This project started as a half-cube, which then got its corners chamfered off to become an octagon. It then had a large spherical central space carved out of its inside, in grand imitation of the archetypal Pantheon in Rome, but here rendered in simple brick, without the fuss of the Orders or coffers. Typically, the entrance to a central sancto sanctorum like this is given directly from the outside, but this project forces one to ambulate first through smaller domes at the corners before entering the central space, which is shown in the diagonal section below.
My brother-in-law lives in a small military town in the Mojave desert, and when he mentioned buying cheap land and building something, naturally I got thinking. Courtyard typologies sprang to mind, perhaps met with elements of pueblo adobe rectangular masses and carved wood porches. My plan offers a square adobe mass punctured with a circular courtyard and fountain at its center (evaporative cooling), and is rimmed with wood porches about to enjoy the expansive desert vistas, and to offer deep shade to any exterior openings.
While traces of Irving Gill abound in the reductive classical-vernacular language, the plan geometries posed a small problem, reconciling the circular interior form and the division of rectangular rooms about. I turned to Palladio’s Villa Capra (La Rotonda) for help, but also needed to situate the rooms of a modern single family residence, and thought Frank Lloyd Wright’s Cheney House might work.
This small house is defined by the square courtyard at its center, which is filled with trees and a reflecting pool. The form that wraps it is bisected by alleys, forcing one to ambulate through the courtyard to move between the halves. Further, no access is granted directly from the house to the surrounding landscape, making the courtyard the public entry as well. Studies below explore rendering two of the courtyard faces in Doric form, opposed to the simple brick envelope at the exterior.

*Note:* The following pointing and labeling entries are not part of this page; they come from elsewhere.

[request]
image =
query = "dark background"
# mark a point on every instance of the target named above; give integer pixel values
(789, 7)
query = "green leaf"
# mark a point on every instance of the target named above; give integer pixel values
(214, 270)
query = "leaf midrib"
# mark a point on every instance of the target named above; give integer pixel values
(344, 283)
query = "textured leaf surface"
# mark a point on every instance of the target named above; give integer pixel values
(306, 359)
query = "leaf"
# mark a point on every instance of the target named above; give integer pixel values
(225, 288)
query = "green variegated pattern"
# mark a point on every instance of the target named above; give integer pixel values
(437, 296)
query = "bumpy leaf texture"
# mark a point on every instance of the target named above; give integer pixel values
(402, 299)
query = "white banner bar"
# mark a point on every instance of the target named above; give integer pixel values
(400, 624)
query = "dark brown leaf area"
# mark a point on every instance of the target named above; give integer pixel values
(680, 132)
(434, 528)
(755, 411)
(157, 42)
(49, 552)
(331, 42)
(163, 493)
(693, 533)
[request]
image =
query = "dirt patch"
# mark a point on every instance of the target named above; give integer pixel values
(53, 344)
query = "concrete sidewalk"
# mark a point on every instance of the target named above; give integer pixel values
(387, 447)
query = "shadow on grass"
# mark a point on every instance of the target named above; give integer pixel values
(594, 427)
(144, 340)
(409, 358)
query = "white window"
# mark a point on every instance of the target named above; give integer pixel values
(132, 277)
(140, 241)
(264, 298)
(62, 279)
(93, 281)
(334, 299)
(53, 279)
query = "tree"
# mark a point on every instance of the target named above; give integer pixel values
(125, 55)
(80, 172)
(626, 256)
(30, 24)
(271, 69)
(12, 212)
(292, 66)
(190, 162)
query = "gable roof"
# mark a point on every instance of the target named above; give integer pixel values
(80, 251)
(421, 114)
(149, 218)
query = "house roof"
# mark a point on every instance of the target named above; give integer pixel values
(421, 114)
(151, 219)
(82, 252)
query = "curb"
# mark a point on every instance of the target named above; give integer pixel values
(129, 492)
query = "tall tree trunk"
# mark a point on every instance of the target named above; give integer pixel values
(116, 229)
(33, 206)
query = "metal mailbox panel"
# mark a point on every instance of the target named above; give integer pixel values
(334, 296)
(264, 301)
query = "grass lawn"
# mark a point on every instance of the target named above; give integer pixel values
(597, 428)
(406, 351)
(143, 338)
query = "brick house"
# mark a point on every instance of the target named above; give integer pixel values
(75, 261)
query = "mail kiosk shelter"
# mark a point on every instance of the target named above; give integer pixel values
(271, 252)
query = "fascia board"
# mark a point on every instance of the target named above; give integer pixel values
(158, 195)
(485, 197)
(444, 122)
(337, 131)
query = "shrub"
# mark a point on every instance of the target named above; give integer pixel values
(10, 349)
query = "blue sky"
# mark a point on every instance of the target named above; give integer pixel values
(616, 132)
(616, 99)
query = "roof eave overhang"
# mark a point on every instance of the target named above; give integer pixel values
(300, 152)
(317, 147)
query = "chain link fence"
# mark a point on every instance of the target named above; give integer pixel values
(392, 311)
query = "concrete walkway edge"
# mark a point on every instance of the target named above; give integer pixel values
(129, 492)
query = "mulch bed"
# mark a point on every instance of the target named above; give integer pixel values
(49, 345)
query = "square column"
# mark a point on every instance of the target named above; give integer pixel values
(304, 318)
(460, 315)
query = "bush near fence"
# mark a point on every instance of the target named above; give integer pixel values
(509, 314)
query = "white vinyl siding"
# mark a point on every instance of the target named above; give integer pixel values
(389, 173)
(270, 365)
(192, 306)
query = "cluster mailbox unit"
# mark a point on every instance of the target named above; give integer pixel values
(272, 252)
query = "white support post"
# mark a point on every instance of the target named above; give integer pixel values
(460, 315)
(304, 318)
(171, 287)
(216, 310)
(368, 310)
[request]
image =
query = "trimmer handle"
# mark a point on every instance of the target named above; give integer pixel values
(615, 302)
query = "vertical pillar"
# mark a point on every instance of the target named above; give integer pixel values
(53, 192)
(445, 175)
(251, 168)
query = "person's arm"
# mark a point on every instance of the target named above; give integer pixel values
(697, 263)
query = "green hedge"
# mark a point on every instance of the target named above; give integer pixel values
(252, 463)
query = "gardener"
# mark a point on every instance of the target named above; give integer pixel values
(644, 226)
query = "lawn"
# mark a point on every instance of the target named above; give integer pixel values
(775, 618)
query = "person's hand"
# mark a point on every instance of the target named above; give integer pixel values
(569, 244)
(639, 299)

Continuing my exploration of rural agricultural form, this square cabin-like-structure plays on ideas of symmetry, complete and incomplete form, nine-square and four-square planning, all within the guise of simple vernacular architecture. The side elevation was the generator, with an overall symmetrical gable, infilled below with a colonnade on one end, a blank wall on the other, and a large picture window on center. The plan operates between the three bays of this side elevation and four running perpendicular, with a long vaulted living-sleeping room flanked by the porch-colonnade on one end and a long kitchen-toilet-service gallery opposite. A study of potentially running a barrel vaulted ceiling the length of the main living hall is at the bottom.
Or not. Maybe just a hut then. A four-square hut. With a porch on one side and a matching sleeping alcove on the other. And a single wood stove. A small kitchenette as well. And plenty of bookshelves. Or maybe a different roof altogether in place of the four gables? An inverted butterfly perhaps? I think so. Much more interesting than the bucolic nonchalance of that first drawing.
Beginning with Mies’ chapel at IIT, this quick project extrapolates his frame-and-infill, steel-and-brick, pavilion into a basilica form, with a full apse and a hipped roof. A square skylight orients the modernist square volume, while dormer gables pierce the trabeated apse. A more exuberant roof study follows.
Continuing last week‘s Californian agricultural experiments, this small structure (which I’m titling a ‘cabin’, but really is a programless form) is square in plan with a pitched roof running in one direction, terminating in a dutch gable at the far end over a colonnaded porch and a large circular window in the gable face, and cantilevering over the entry portico, where two identical doors reference the four-square floor plan. The language owes much to Richardson, filtered through the vernacular, with a shingle roof, clapboard walls, and a flemish bond brick base.